Jessie Asp denied having anything to do with the death of Gordon Seybold.
Two days on the witness stand ended with her being accused by defence lawyer Ray Dieno of murdering Seybold. She denied the charge.
“I could be capable, yes, but I did not do that,” she said.
Norman Larue is facing a first-degree murder charge for Seybold’s March 2008 death.
The Crown alleges that Larue and his fiance at the time, Christina Asp (Jessie’s oldest daughter) beat Seybold with a baseball bat and then set fire to his Ibex Valley cabin.
On the first day of the trial the jury heard a tape of him describing to an undercover police officer how he and Christina murdered Seybold.
Larue said that Seybold had disrespected his mother-in-law, but that his big motivation was money.
Seybold had been growing and selling marijuana from his home on the Old Alaska Highway for years.
Jessie knew all about the grow-op. Her former common-law partner, Larry Brault, was Seybold’s best friend and often house-sat for Seybold when he went away in the winter.
Larue said on the tape that when his mother-in-law told him about the grow-op, “All I seen was money.”
The day before the fire, Jessie ran into Seybold at the Shoppers Drug Mart in the Qwanlin Mall.
Jessie testified that they said hello and she asked him about his recent trip to Asia.
She said that she didn’t remember introducing Seybold to anybody that day, but security camera footage played for the court confirmed that both Christina and Larue were there at the same time.
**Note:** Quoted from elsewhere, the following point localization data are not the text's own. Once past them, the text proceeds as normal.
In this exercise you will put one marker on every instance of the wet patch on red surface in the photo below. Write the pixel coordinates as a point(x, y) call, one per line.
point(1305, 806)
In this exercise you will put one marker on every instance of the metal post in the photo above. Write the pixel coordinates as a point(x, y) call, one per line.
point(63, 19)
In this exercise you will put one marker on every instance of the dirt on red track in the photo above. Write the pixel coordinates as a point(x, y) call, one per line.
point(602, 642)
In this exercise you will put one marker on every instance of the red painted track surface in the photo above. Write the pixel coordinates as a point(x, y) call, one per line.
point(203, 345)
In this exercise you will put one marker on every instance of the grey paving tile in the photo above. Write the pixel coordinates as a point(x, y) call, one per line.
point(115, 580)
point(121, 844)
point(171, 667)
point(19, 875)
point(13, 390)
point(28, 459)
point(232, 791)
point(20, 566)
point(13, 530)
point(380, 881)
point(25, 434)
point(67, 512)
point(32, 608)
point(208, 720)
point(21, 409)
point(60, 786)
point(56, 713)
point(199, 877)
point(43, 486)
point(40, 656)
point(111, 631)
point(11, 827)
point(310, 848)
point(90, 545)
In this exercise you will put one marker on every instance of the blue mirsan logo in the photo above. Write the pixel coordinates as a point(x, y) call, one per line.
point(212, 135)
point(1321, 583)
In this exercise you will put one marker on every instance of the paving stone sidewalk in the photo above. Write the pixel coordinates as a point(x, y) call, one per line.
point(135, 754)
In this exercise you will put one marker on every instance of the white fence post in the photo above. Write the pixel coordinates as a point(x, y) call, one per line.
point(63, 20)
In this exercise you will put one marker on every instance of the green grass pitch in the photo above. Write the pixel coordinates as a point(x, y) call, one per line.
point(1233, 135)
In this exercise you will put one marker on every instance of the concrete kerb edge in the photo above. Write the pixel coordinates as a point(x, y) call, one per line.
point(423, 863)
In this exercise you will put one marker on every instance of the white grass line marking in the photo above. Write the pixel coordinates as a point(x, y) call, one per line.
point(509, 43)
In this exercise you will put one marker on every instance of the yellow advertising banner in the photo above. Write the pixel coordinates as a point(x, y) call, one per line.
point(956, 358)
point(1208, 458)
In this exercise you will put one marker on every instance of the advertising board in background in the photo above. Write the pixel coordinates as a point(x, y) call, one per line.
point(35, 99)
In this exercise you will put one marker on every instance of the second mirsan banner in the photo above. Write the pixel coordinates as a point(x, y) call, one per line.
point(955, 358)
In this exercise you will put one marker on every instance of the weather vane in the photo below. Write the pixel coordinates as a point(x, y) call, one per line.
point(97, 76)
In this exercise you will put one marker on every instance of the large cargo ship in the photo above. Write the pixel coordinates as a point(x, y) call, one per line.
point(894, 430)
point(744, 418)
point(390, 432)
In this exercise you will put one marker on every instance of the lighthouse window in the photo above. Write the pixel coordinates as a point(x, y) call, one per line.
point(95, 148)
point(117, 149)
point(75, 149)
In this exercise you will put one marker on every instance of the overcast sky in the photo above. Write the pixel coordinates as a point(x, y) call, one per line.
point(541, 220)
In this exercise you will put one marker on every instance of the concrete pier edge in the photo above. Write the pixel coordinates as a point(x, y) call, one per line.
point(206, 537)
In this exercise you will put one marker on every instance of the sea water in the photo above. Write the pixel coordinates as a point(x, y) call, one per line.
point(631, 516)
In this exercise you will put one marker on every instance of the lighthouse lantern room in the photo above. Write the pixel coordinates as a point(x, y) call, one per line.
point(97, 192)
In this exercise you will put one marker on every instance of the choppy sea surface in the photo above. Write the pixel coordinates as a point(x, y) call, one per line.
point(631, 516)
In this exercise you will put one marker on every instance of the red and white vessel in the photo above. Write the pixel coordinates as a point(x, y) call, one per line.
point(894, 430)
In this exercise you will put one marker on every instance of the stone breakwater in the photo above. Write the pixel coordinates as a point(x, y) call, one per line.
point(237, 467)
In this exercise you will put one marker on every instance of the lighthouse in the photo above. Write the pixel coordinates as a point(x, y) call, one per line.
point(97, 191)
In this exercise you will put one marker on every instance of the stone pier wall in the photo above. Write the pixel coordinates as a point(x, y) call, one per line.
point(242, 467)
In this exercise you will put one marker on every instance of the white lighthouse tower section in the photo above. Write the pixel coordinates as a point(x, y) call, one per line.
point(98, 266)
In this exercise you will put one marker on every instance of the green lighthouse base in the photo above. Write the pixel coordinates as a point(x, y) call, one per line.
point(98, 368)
Jessie said that she has a very poor memory. Years of drinking and “dope smoking” have taken their toll, she said.
Throughout her testimony, Jessie constantly referred to a date book she uses to keep track of things.
Ray Dieno, Larue’s lawyer, argued that Jessie’s memory was also very selective.
Jessie testified Larue told her that he was going to go out to Seybold’s place to get money, but that she told him not to.
“I said, ‘No, don’t, because it will come back on me,’” said Jessie.
She was worried about Seybold getting mad at her for letting someone come out to his place.
“I did not think of any criminal things or anything,” said Jessie.
But she didn’t always remember that conversation, pointed out Dieno.
In fact, it was only after being questioned by police nine times over several years that she was able to remember it, he said.
It wasn’t until March 2012, four years after Seybold’s death, that she told police about the conversation.
Dieno accused her of lying in order to shift the blame off herself.
“When you came up with it was when you read in the paper about Christina putting things on you. Correct?” he asked.
“Yes,” said Jessie, but she insisted her version of events was also true.
She also described a videotape that the police played for her in which Christina implicated her in Seybold’s death.
Christina was convicted of Seybold’s murder in lengthy trial last year.
When questioning Jessie in March 2012, police asked her why she had never brought this information up before.
“I don’t know, I don’t know – probably because they were both blaming me,” said Dieno, quoting from Jessie’s statement.